I am increasingly convinced that an epic struggle is underway between the forces of reason and those of ignorance, between progress and fear. That’s a pretty bold claim, and includes language usually reserved for Channel 4 adverts for the Lord of the Rings trilogy, but the fact remains that science and progress are under threat from a vocal and sometimes criminal minority.
Yesterday a Derbyshire farmer withdrew from a trial of genetically modified potatoes due to take place next year on the grounds that he fears for his personal safety. He claims to have received threatening phone calls. This reminds me of the incident in 2001 when protesters (including environmentalist and journalist George Monbiot) destroyed GM crop-trial in Flintshire, only two of whom were tried and given what were cursory fines. It is also linked to other anti-scientific movements.
In fact, nobody has ever proved any risk to health as a result of consuming GM crops. America’s 280 million people have been chomping their way through GM products for a decade without one recorded ill effect – despite this being the country where a man can sue Michael Jordan because he looks like him! The leading scientific academies of Brazil, China, India, Mexico, the UK and the USA have all declared that GM foods are safe.

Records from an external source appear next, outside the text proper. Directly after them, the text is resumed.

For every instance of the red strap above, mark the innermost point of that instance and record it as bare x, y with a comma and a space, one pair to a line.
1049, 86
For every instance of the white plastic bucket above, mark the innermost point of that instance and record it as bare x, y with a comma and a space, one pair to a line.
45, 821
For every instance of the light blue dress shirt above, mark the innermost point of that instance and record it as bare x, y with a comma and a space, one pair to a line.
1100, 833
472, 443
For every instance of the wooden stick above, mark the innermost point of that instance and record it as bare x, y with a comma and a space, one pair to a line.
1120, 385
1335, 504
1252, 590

Furthermore, GM crops have clear beneficial effects. They are great for the six million poor Third World farmers who grow them: Chinese farmers have seen profits rise by $500 a hectare; South Africa’s small scale cotton farmers have seen profits rise by three quarters; the reduced reliance on pesticides and herbicides has also reduced the damage to these farmers’ health. It also has a positive knock-on effect on the environment for the same reason. The “Golden rice” that is being produced is an odd colour because it contains a higher than normal amount of beta-carotene. If cultivated and consumed widely around the world it could alleviate the half million cases annually of child blindness caused by Vitamin A deficiency. Plants are being modified to make vaccines to protect people against hepatitis and diarrhoeal diseases that cause millions of deaths.

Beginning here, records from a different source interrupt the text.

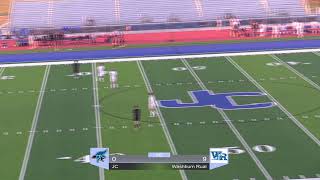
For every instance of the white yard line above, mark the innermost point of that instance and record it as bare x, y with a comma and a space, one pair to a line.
162, 121
316, 53
297, 122
296, 72
97, 113
231, 126
1, 71
164, 57
34, 124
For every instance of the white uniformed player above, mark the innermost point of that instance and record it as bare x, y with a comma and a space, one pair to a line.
101, 72
275, 31
152, 105
300, 30
113, 79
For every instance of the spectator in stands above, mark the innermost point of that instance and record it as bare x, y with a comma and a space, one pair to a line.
262, 29
314, 25
275, 31
300, 30
219, 22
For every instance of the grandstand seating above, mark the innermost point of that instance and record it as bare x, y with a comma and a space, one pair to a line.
285, 7
61, 13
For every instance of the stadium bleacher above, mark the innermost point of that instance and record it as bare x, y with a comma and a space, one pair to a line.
61, 13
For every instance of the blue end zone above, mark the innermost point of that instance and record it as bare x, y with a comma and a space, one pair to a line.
160, 51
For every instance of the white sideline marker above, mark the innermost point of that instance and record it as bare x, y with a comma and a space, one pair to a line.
34, 125
166, 57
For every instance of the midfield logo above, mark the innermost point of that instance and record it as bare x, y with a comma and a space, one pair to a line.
99, 157
224, 101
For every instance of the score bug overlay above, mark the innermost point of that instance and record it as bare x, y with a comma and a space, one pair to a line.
218, 157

The fear of GM crops is an irrational result of a number of factors. The fear of science is as old as science itself, championed by the Church and the subject of Mary Shelley’s Frankenstein. In the case of food-fear, it began to gain real ground in Britain after the Bovine Spongiform Encephalopathy (BSE) crisis. Though this was a tragic episode, the ramifications of which thousands are still having to live with, it had nothing to do with GM food. Rather, it triggered a wave of food paranoia that still clouds debate in the UK today.

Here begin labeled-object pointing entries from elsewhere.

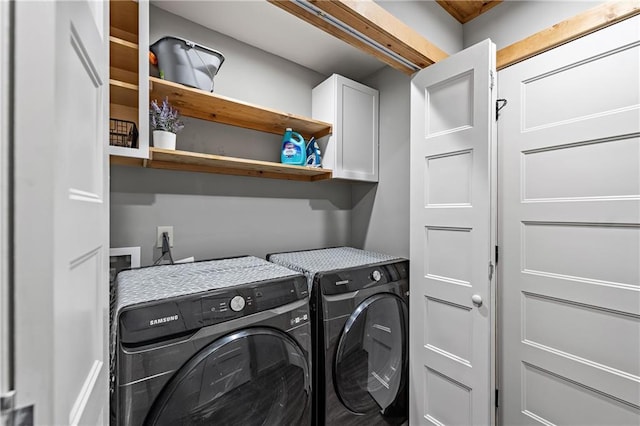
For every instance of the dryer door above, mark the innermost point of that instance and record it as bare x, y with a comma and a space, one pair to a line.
255, 376
370, 368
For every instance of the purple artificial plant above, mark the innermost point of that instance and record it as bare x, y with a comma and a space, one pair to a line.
165, 117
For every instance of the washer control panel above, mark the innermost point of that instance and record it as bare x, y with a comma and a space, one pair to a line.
237, 303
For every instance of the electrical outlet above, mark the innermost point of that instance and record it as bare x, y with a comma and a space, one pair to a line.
161, 230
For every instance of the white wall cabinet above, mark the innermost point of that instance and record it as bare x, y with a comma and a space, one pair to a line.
352, 150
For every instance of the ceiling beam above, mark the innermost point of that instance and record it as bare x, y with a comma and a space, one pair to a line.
466, 10
587, 22
374, 22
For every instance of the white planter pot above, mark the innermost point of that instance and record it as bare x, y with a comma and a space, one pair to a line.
163, 139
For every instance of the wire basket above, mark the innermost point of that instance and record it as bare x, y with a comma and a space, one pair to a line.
123, 133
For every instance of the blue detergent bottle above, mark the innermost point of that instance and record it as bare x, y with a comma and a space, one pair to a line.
293, 148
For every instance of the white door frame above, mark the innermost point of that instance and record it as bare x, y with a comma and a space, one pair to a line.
61, 203
453, 235
6, 348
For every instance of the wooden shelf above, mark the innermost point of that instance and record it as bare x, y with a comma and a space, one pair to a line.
207, 163
123, 93
123, 16
213, 107
123, 54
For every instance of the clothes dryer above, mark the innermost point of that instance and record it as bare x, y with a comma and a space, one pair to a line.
216, 342
359, 308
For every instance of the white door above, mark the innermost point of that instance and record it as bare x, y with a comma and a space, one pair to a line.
5, 332
61, 211
570, 245
452, 232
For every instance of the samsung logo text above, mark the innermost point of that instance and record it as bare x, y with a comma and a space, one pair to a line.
163, 320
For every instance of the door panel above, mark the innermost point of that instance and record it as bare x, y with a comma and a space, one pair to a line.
452, 235
62, 204
570, 174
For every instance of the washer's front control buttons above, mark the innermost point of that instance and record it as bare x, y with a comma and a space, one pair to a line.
237, 304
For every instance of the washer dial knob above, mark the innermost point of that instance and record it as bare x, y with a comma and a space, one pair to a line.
237, 303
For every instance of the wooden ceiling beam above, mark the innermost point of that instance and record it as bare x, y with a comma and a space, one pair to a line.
320, 23
587, 22
466, 10
371, 20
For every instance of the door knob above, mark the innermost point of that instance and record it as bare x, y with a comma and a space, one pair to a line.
477, 300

Debate is, in fact, what we need. Food safety is an important issue, but so is poverty alleviation, environmental protection and (dare I say) the economics of food production. Rational debate about the balance between these is necessary, as is a serious examination of the risks and rewards of using GM crops. What cannot be tolerated is that a small minority of ignorant zealots can be allowed to disrupt scientific research and threaten people’s safety. As with the criminal activity of antivivisection extremists (plenty of examples of which are already well known), it is essential that the Government and the police take a firm stand. The use of “direct action” in the name of the public interest or the supposed rights of animals is not only illegal but a threat to democracy. If we are all free to damage property and intimidate people associated with things with which we disagree, we are living not in liberty but in anarchy. These actions undermine freedom in the name of irrational beliefs.
Today’s story is a defeat for reason and for freedom. I hope it proves to be a rare one.